There are many kinds of inert solvents (reaction media) used in slurry production. Such as acetone, fatty alcohols, tetrahydrofuran, alkoxyalkanols, aromatic hydrocarbons and alkanes, etc. The key to the production process is strict control of water content, inert solvent type, reaction time, reaction temperature and alkali concentration.
The purification process also requires the use of inert solvents. Whose water content should ensure that the product is insoluble but can dissolve impurities such as salts and ethylene glycol.
Cross-linked HEC can be obtained by treating it with glyoxal or chloroformate under certain acid conditions.
Synthesis principle of hydroxyethyl cellulose
There are many patent reports on the production of HEC by slurry method. Such as adding surfactants, using mixed solvent systems, adding boric acid or borate, mechanical pretreatment technology of cellulose raw materials, etc. It was first used to use glyoxal cross-linked HEC which is insoluble in water to improve the washing effect.
Since the entire reaction process does not consume alkali, the amount of acid used for neutralization can be estimated by the amount of alkali added. However, the amount of acid used during the neutralization process should be slightly higher than the calculated value. So that the pH value of the system after neutralization is between 5 and 7. In order to effectively carry out glyoxal treatment and achieve cross-linking. This results in fast-dispersing, fast-dispersing crystals.

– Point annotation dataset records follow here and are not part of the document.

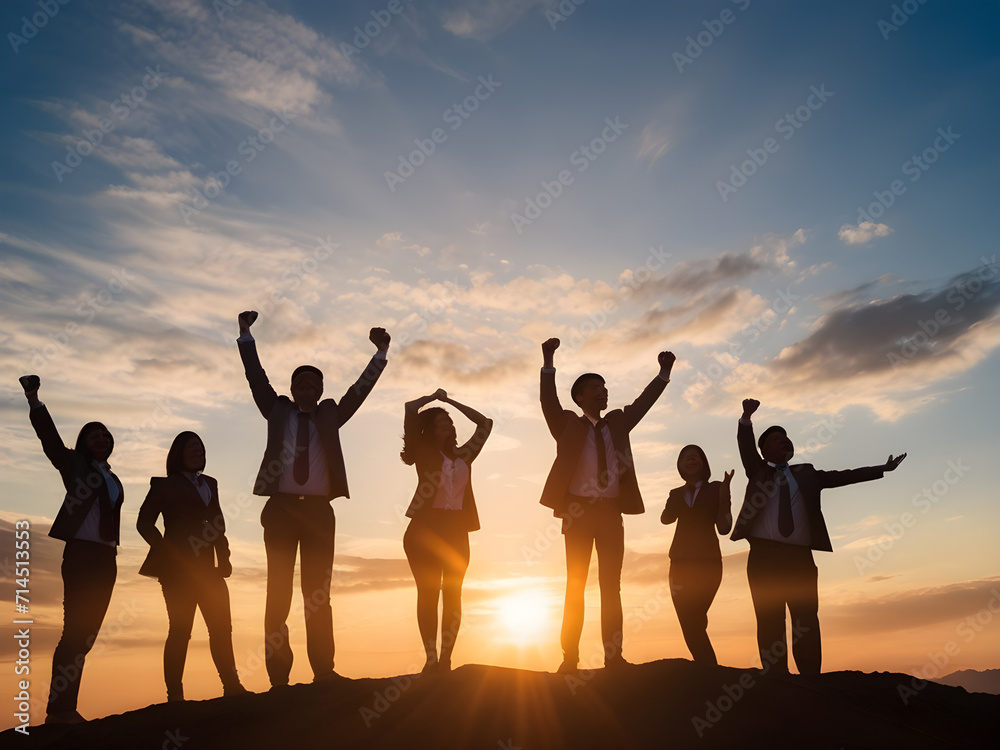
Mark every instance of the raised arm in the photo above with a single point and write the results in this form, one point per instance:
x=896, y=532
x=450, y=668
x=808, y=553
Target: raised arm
x=724, y=519
x=357, y=393
x=52, y=445
x=263, y=394
x=831, y=479
x=410, y=426
x=484, y=426
x=745, y=439
x=552, y=410
x=638, y=408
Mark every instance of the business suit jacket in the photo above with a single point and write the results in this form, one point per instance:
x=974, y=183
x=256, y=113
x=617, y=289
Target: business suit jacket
x=194, y=534
x=428, y=461
x=84, y=482
x=695, y=537
x=570, y=431
x=328, y=418
x=810, y=481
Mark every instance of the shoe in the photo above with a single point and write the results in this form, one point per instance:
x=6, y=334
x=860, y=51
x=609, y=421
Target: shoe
x=65, y=717
x=568, y=666
x=330, y=676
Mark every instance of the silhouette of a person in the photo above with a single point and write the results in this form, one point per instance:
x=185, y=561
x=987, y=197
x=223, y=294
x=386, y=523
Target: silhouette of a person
x=442, y=513
x=302, y=471
x=782, y=520
x=591, y=484
x=184, y=558
x=699, y=507
x=88, y=521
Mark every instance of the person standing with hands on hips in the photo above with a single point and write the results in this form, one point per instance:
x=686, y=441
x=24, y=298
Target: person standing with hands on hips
x=591, y=484
x=302, y=471
x=782, y=520
x=699, y=507
x=89, y=521
x=184, y=559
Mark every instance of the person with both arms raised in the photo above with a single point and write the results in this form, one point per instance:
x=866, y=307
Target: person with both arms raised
x=302, y=471
x=591, y=484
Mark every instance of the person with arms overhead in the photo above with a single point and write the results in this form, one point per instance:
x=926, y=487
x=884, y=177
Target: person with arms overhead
x=442, y=513
x=302, y=471
x=591, y=484
x=89, y=522
x=699, y=507
x=184, y=558
x=782, y=520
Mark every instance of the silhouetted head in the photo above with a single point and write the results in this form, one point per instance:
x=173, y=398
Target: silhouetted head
x=590, y=394
x=692, y=464
x=775, y=446
x=307, y=387
x=95, y=441
x=187, y=453
x=434, y=427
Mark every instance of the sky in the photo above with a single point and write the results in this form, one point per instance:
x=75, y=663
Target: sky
x=794, y=198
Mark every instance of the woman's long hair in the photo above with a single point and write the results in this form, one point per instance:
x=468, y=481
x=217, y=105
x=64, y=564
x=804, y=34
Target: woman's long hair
x=81, y=438
x=425, y=428
x=175, y=456
x=706, y=472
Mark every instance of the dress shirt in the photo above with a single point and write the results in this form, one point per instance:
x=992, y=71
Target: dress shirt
x=689, y=496
x=201, y=485
x=584, y=483
x=90, y=529
x=451, y=489
x=765, y=525
x=318, y=482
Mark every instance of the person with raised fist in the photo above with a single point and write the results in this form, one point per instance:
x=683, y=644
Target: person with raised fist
x=88, y=521
x=591, y=484
x=782, y=520
x=301, y=472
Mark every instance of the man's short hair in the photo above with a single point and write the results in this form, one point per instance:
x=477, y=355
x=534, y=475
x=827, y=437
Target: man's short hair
x=307, y=368
x=767, y=433
x=580, y=382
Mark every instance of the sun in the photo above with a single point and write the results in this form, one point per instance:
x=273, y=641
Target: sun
x=525, y=614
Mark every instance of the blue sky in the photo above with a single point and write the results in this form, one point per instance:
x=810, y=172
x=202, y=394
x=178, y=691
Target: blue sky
x=886, y=330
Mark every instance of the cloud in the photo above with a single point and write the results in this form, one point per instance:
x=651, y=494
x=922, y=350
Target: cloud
x=862, y=233
x=457, y=363
x=885, y=354
x=692, y=277
x=914, y=608
x=654, y=142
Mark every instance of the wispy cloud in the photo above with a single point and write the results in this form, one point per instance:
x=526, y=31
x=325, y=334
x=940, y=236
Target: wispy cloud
x=863, y=233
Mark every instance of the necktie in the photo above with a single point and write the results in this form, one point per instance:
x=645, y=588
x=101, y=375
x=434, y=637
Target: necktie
x=300, y=469
x=602, y=456
x=785, y=523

The rate of hydroxyethylation is proportional to the concentration of ethylene oxide at a certain temperature (49°C). Controlled by the diffusion rate of ethylene oxide in alkali cellulose. Usually the amount of ethylene oxide added is excessive, and its utilization rate is between 50% and 70%. The occurrence of side reactions increases the consumption of ethylene oxide and also increases the difficulty of post-storage treatment. The sodium acetate and by-products ethylene glycol and polyethylene glycol produced during the production process not only increase costs. It also increases the COD and BOD indicators of discharged water, causing serious pollution to the water system.
The reaction rate of ethylene oxide increases as the concentration of NaOH increases in the range of 0.4 to 1.5 mol/L, and when the alkali concentration is greater than 2. 5 mol/L. The etherification reaction proceeds rapidly in cellulose, and X-ray diffraction boron studies indicate that the reaction occurs intramolecularly or within unit cell sheets. In the reaction between gaseous ethylene oxide and solid alkali cellulose, the reaction temperature plays an important role in obtaining products with good water solubility. The temperature is generally controlled between 33 and 75°C.
Some other etherifying agents can also be selected to prepare HEC. For example, 2-chloroethanol is used to prepare low-MS cellulose ethers. ethylene glycol carbonate is used to hydroxyethylate the glucose ring in the presence of DMSO and NaH than ethylene oxide. Alkane conversion rate is high.